In clinical choledocholithiasis, the main treatment is surgery, supplemented by antispasmodic, choleretic, correcting water and electrolyte balance disorders, anti-infective treatment as needed.
1. Surgical treatment: including choledochotomy, transduodenal endoscopic stone extraction, bile and intestinal anastomosis.
(1) Choledochotomy to remove stones and put to T-tube drainage according to the situation, with choledochoscopy and ultrasonography during the operation, to prevent there is a missed stone not removed.
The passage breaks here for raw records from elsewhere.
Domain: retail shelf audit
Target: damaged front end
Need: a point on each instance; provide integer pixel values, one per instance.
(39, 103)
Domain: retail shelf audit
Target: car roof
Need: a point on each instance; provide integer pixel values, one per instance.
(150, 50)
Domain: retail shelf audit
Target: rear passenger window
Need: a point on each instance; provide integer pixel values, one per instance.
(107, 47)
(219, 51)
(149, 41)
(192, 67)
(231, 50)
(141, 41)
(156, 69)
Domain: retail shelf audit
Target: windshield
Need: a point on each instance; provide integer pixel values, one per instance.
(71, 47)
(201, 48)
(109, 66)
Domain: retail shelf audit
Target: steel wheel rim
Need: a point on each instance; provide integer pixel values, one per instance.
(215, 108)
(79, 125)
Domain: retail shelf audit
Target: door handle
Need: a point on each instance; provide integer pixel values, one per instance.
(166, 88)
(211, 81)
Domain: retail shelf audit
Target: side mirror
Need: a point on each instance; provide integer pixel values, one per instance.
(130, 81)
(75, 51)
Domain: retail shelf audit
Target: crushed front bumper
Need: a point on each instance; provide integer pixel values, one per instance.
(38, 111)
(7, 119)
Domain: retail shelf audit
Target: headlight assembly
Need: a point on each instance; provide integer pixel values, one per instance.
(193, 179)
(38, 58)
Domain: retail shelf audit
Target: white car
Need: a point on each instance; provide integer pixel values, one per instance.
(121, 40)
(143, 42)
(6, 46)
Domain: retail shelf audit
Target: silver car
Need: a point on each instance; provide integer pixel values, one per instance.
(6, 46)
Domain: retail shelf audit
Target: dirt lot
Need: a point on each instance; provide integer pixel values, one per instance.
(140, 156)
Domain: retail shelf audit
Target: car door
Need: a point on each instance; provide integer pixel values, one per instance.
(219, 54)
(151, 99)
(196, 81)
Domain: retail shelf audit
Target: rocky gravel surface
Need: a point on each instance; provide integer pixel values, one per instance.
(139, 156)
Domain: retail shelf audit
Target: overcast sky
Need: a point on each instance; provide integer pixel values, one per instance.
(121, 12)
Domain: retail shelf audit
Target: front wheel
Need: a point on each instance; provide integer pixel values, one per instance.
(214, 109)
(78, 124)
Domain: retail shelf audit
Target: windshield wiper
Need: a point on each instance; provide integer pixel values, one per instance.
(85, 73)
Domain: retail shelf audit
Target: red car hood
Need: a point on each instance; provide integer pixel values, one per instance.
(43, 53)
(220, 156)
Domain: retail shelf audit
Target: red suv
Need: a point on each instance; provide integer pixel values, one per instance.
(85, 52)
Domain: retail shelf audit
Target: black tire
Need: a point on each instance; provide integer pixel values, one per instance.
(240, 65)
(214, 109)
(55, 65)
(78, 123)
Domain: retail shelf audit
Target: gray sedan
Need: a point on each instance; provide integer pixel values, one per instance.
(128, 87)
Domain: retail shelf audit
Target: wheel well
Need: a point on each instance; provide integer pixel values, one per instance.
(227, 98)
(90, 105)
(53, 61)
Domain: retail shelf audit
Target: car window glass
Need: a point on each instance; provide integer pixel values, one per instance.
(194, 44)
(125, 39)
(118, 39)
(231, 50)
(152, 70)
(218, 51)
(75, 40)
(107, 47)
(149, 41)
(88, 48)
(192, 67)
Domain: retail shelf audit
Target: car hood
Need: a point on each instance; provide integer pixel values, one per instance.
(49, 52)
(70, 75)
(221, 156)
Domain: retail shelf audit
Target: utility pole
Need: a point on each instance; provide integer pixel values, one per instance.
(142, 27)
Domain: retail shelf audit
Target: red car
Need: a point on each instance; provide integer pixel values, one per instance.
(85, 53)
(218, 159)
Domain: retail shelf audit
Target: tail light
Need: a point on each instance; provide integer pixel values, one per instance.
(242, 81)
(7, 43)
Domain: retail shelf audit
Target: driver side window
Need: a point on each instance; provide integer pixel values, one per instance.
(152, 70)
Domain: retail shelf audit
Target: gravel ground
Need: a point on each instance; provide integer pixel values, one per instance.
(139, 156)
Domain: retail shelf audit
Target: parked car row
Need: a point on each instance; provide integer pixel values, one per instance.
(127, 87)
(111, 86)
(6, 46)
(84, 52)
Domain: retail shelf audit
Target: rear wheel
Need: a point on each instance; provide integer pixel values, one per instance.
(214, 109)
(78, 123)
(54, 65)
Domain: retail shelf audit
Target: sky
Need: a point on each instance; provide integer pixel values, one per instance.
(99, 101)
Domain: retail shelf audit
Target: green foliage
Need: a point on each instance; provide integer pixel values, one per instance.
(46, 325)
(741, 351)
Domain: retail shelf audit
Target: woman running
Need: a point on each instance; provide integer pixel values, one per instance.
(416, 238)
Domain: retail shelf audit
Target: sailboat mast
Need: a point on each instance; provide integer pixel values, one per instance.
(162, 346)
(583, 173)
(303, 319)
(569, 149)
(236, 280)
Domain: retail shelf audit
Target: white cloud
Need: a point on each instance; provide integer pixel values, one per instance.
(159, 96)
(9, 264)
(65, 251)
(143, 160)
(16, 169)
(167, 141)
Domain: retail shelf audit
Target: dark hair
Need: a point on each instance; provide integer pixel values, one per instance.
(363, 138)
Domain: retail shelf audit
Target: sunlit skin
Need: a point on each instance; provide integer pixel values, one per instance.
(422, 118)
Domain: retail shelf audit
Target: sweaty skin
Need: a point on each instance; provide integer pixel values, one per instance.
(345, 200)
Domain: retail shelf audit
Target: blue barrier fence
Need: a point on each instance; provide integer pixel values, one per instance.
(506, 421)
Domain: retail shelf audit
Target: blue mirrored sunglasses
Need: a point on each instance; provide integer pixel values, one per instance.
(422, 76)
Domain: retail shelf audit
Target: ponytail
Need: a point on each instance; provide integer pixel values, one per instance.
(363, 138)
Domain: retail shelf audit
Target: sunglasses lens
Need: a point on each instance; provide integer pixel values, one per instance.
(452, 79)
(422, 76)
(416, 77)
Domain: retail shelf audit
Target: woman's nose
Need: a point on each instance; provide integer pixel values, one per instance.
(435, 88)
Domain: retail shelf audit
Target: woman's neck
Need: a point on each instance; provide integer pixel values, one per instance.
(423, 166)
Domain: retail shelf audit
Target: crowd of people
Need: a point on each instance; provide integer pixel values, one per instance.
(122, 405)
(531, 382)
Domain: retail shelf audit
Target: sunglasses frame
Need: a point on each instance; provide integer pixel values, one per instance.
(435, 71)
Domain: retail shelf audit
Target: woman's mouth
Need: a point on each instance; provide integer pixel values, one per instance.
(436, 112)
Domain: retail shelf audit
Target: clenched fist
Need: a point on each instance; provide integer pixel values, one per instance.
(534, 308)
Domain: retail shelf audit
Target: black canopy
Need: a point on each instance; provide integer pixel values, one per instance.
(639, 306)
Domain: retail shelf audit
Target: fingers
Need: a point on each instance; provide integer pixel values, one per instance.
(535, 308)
It is mainly suitable for simple common bile duct stones without stenosis or other lesions, and the bile ducts above and below the stones are clear.
(2) Transduodenal endoscopic lithotripsy is suitable for those with the number of stones less than or equal to 3 and the diameter of stones <15mm.
(3) Bile-intestinal anastomosis, applicable to the distal obstruction of the common bile duct can not be relieved, biliopancreatic duct confluence abnormality, bile ducts due to lesions or special reasons after incision can not be anastomosed.
2. Antispasmodic treatment: some antispasmodic and analgesic drugs can be taken under doctor’s guidance to relieve symptoms, such as scopolamine.
3. Choleretic treatment: when there is yellow urine, bile distension, you can take anti-inflammatory choleretic tablets, cholelithiasis tablets and so on according to the doctor’s instructions.
4. Treatment of water-electrolyte balance disorder: replenish water and electrolyte according to the specific situation, and correct acid-base balance.
5. Anti-infective treatment: antibiotics against gram-negative bacilli are mostly preferred to three-generation cephalosporin antibiotics, such as cefdinir and ceftriaxone, which should be used under the guidance of physicians.
The discovery of choledocholithiasis should be timely medical treatment, according to the location of the stone, size and other conditions and the doctor’s advice to choose a reasonable treatment program. If choledocholithiasis is in the acute stage, it should be actively anti-infective, rehydration, correction of water and electrolyte and acid-base balance disorders, and selective surgical treatment after the biliary tract infection has been controlled.